Los prisioneros llevaban un cartel atado al cuello. Doña Ana, aguzando la vista, hizo como si leyera antes de informarse discretamente entre los presentes.

– Ese ha robado a un tendero… y ese otro malandrín desplumó a sus padres. Hay que ver cuánto se roba en Sevilla… Y cuánto se mata. Pero no hemos venido para ver a estos canallas. Mira al fondo. Eso es lo que quería enseñarte. El hombre negro con las cadenas en los pies. Y el cartel… Es la segunda vez que intenta escapar… ¡Y ese hijo de Satán osó pegar a su amo!

De todo lo que sucedió a continuación, María solo conservó el recuerdo de los ojos aterrorizados del esclavo de piel oscura cuando, tras fustigarle, el verdugo le aplicó con cuidado una gruesa capa de manteca de cerdo sobre la espalda ensangrentada. El gesto le pareció extrañamente misericordioso, pues al esclavo negro no le habían dado más latigazos que a los otros condenados. Mientras duró su suplicio, el hombre, casi desnudo, mantuvo los ojos cerrados y no dejó escapar más que un sordo sonido de sufrimiento cuando el látigo le desgarraba la piel. El público, decepcionado por una reacción tan comedida, se dispersaba poco a poco. Cuando llegó el último golpe, María oyó que un espectador le decía con despecho al ama de llaves:

– Ya lo veis, estos simios son insensibles al dolor, ¿cómo podemos esperar que se arrepientan? Creedme, hay otros métodos…

Doña Ana lanzó entonces una extraña mirada, entre sarcástica y suspicaz, a la muchacha.

Un «¡Oh!» de interés se alzó de repente entre los asistentes. El verdugo había finalizado de ungir con grasa el cuerpo del negro y miraba alrededor, sin duda estaba a la espera de que le llevaran algo. Fue en ese momento cuando el esclavo, que había resistido con tanto coraje a los cincuenta latigazos, empezó a gritar con todas sus fuerzas sin que María pudiera imaginar la razón.

Abrió unos ojos llenos de terror infantil a pesar de que ya tenía las sienes plateadas. Sus pupilas negras, inmensas, bañadas en el blanco de sus ojos («leche veteada de sangre», pensó la muchacha) erraron por la primera línea de espectadores, cruzaron los ojos de María y decidieron anclarse a ellos.

«Pero ¿por qué gimes ahora? No me mires así, ¡no puedo hacer nada por ti! -le hubiera gustado gritarle-. ¿Qué más puedes temer? Lo peor ya ha pasado, ese animal incluso te ha curado.»

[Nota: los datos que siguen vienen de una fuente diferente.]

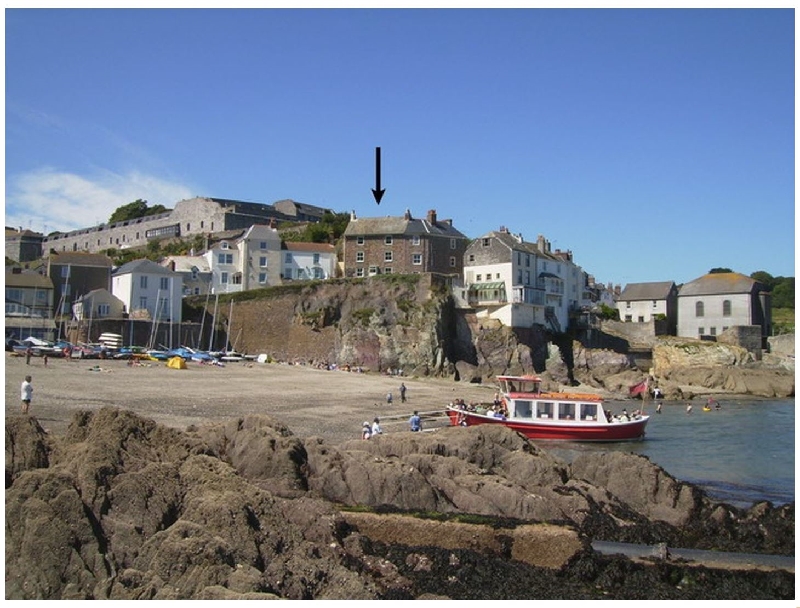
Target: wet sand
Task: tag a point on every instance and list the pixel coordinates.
(311, 402)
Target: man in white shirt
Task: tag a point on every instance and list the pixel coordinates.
(27, 394)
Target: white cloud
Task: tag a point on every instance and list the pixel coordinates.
(48, 200)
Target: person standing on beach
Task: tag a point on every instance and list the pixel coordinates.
(415, 422)
(27, 394)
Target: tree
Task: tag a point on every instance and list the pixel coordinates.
(783, 293)
(136, 209)
(764, 277)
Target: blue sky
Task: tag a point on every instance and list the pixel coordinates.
(654, 143)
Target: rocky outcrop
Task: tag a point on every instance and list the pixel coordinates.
(122, 508)
(686, 368)
(409, 323)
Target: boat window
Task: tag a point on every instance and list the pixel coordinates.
(544, 409)
(523, 409)
(566, 411)
(588, 411)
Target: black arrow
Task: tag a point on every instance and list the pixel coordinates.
(377, 192)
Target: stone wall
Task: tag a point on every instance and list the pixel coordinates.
(781, 345)
(746, 336)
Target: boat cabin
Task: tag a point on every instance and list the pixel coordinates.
(555, 410)
(525, 400)
(519, 384)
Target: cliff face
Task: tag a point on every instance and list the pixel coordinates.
(379, 324)
(122, 508)
(382, 323)
(408, 323)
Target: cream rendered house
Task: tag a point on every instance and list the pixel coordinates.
(714, 302)
(149, 291)
(520, 283)
(245, 260)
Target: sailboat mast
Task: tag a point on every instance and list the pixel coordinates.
(213, 326)
(230, 321)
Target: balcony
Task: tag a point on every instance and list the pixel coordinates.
(487, 294)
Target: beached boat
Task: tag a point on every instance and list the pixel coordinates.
(522, 407)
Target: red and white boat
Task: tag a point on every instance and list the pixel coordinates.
(556, 416)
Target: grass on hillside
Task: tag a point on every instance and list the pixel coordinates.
(782, 321)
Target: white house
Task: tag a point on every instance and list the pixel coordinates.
(643, 302)
(714, 302)
(245, 260)
(98, 304)
(195, 271)
(305, 261)
(149, 290)
(522, 283)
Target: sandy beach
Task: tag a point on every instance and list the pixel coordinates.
(311, 402)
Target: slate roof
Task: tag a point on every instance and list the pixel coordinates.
(142, 266)
(646, 291)
(184, 263)
(510, 241)
(365, 226)
(721, 283)
(310, 247)
(80, 258)
(27, 278)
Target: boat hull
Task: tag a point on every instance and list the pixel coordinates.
(632, 430)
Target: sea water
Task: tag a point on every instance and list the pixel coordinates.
(740, 454)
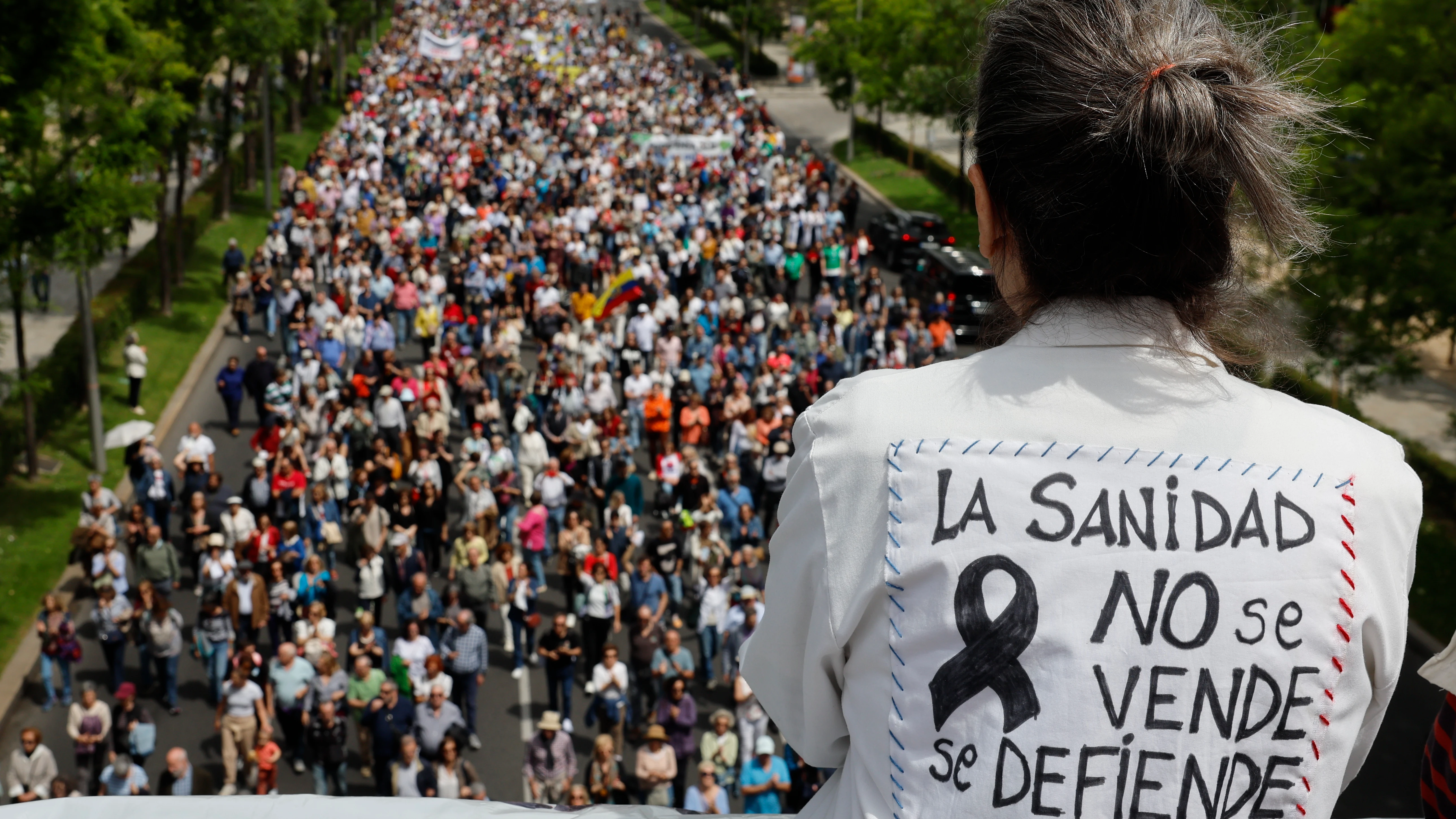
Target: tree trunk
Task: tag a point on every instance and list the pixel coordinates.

El público había regresado y un «¡Ah!» de impaciencia y gratitud acogió al ayudante del verdugo, que llegó con una antorcha encendida. El verdugo la cogió, la alzó solemnemente, se santiguó y, con un golpe seco, aplicó la punta de la antorcha en la espalda del negro, a quien cuatro custodios sujetaban de pies y manos para obligarle a que permaneciera de rodillas. El hombre aulló de dolor mientras su espalda estallaba en llamas. Gritaba hasta que le faltaba el aliento, entonces tosía y escupía, y volvía a su insoportable bramido.

María cerró los ojos por piedad; estaba a punto de vomitar.

– Abre bien los ojos y los oídos -la sacudió con rudeza doña Ana-, no te pierdas ni un segundo del espectáculo de expiación. Y si alguna vez se te pasa por la cabeza la idea de escapar, aléjala de ti cuanto puedas, como si te la insuflara tu peor enemiga. Porque, créeme, María, si te escapas, te castigaremos así y así terminará tu huida. Y si no sucumbes a las quemaduras, lo que quede de ti no será demasiado agradable.

Ante la brusca palidez de la muchacha y el temblor de sus labios, suavizó su discurso.

– No te arriesgues, pequeña morisca, ninguno de nosotros querría llegar a ese punto.